Researchers Turn Plastic Waste Into Hydrogen Using Old Car Battery Acid and Sunlight in a Single Process
Chemistry

Researchers Turn Plastic Waste Into Hydrogen Using Old Car Battery Acid and Sunlight in a Single Process

Scientists transform plastic waste and old batteries into clean hydrogen fuel

By Bilal Abbasi
Published:
Email this Article
Researchers Turn Plastic Waste Into Hydrogen Using Old Car Battery Acid And Sunlight In A Single Process Scaled
Credit: Shutterstock | Dungrela Publishing

A Cambridge research team has demonstrated a method that simultaneously dismantles polyethylene terephthalate (PET) waste and produces clean hydrogen, using sulfuric acid reclaimed from spent lead‑acid batteries and solar energy. The integrated approach transforms hard‑to‑recycle plastics into valuable feedstocks while delivering a green fuel in a single reactor.

Plastic pollution, especially from PET bottles and food containers, remains a mounting environmental problem.

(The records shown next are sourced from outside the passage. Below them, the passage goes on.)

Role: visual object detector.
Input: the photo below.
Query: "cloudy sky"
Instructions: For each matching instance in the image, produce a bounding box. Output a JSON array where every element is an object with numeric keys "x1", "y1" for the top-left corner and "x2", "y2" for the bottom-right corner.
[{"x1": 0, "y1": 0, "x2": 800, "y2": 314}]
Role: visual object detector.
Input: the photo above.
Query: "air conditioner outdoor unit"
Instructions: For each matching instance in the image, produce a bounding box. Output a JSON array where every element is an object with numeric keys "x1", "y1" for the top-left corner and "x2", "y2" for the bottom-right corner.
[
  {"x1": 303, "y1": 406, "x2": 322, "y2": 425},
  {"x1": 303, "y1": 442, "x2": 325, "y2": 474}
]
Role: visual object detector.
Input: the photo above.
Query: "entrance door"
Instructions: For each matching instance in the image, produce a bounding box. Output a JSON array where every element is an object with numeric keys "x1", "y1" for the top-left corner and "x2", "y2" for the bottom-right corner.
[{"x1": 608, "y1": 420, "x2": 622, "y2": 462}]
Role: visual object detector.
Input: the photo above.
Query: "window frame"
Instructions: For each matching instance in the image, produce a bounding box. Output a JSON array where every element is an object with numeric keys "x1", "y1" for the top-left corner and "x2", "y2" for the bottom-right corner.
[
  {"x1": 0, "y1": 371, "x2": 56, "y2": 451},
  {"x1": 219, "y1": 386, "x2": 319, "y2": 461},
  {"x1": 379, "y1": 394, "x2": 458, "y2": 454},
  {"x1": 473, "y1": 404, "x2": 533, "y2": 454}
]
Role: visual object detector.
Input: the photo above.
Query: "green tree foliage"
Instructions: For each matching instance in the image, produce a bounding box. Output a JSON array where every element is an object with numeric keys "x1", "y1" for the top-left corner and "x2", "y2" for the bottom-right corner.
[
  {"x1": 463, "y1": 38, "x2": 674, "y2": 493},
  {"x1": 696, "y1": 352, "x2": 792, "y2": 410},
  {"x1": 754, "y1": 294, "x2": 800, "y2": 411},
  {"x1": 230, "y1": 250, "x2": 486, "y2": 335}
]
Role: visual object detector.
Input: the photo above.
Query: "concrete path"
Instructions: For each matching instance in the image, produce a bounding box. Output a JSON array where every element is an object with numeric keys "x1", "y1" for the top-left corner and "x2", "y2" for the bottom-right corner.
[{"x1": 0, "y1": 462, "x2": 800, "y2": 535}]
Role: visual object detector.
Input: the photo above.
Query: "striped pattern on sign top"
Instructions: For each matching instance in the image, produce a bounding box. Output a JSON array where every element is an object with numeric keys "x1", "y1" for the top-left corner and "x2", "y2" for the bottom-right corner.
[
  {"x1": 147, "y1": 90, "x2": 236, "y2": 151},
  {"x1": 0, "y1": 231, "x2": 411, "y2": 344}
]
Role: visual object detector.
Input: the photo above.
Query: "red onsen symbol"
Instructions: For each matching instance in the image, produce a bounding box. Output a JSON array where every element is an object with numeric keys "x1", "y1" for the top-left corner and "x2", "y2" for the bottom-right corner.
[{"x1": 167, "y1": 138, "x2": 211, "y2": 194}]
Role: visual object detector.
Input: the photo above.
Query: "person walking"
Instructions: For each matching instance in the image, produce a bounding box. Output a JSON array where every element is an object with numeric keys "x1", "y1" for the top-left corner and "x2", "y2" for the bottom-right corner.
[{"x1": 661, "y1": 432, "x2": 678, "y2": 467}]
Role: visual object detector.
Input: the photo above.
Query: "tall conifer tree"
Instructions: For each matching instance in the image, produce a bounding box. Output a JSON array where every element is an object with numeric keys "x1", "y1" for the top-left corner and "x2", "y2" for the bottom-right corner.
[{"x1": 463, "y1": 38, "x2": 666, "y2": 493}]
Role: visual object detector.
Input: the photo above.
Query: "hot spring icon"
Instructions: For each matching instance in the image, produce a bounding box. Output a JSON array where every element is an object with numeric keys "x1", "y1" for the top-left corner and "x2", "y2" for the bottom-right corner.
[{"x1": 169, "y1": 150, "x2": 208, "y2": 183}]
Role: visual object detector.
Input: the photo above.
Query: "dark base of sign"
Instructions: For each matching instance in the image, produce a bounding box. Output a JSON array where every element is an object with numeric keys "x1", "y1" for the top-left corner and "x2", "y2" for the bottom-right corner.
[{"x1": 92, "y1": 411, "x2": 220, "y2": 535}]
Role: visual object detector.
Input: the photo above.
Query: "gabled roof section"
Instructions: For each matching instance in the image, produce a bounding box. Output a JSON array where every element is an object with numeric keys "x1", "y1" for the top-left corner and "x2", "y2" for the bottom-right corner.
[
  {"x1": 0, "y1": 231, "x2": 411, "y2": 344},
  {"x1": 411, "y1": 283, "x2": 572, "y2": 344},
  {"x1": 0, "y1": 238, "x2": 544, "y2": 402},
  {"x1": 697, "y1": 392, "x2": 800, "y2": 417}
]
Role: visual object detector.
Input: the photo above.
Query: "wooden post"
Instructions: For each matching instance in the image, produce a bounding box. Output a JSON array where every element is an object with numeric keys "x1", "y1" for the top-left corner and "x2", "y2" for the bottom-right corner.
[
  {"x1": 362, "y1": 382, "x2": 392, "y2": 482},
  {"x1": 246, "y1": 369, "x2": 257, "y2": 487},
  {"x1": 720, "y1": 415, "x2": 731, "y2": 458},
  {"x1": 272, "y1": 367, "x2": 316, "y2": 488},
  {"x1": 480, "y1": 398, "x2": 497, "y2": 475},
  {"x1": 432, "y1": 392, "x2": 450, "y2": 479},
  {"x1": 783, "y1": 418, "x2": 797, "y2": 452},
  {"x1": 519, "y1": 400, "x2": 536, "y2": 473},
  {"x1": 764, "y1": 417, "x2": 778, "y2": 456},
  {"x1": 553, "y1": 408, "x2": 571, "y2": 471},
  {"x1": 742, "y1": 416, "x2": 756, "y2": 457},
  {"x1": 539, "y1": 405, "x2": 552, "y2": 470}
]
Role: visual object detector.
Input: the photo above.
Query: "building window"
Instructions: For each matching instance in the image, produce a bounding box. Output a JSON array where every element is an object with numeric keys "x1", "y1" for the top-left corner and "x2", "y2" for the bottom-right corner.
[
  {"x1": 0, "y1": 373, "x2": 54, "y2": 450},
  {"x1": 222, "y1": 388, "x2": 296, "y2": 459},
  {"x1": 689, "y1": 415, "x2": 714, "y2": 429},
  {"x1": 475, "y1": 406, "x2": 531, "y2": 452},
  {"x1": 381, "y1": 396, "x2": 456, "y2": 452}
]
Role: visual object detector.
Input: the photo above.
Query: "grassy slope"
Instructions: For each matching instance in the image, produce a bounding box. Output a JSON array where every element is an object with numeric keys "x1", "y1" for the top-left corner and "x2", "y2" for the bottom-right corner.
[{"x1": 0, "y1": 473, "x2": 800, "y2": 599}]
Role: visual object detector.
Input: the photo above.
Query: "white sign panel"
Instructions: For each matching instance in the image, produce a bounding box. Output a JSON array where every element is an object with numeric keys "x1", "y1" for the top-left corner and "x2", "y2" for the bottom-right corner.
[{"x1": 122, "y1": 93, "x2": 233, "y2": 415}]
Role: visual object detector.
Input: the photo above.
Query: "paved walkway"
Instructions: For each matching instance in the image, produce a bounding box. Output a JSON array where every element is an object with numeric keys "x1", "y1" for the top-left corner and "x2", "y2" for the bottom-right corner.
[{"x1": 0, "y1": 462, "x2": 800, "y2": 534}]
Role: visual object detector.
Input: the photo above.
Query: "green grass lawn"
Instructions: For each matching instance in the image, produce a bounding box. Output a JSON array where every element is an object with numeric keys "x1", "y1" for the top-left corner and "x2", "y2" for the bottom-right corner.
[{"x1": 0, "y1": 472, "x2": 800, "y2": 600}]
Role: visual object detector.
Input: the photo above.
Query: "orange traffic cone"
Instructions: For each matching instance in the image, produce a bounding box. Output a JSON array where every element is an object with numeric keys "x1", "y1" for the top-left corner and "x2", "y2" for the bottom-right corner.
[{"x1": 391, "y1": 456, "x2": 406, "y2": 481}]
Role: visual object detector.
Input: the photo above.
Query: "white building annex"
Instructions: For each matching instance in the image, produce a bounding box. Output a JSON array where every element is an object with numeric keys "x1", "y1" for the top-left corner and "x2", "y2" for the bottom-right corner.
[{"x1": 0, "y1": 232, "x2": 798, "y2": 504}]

At the same time, the recycling of lead‑acid batteries typically recovers only the metal, leaving the corrosive sulfuric acid largely unused.

By coupling these two waste streams, the University of Cambridge scientists have created a closed‑loop system that extracts useful chemicals from plastic and harnesses sunlight to split water‑derived protons into hydrogen.

Recovering Industrial Precursors from PET

The procedure starts with shredded PET, which is combined with concentrated sulfuric acid recovered from old car batteries and heated to 140 °C (284 °F). Under these conditions the polymer depolymerises, yielding ethylene glycol and terephthalic acid – both core ingredients for the chemical industry. Terephthalic acid precipitates out of the mixture, allowing straightforward separation.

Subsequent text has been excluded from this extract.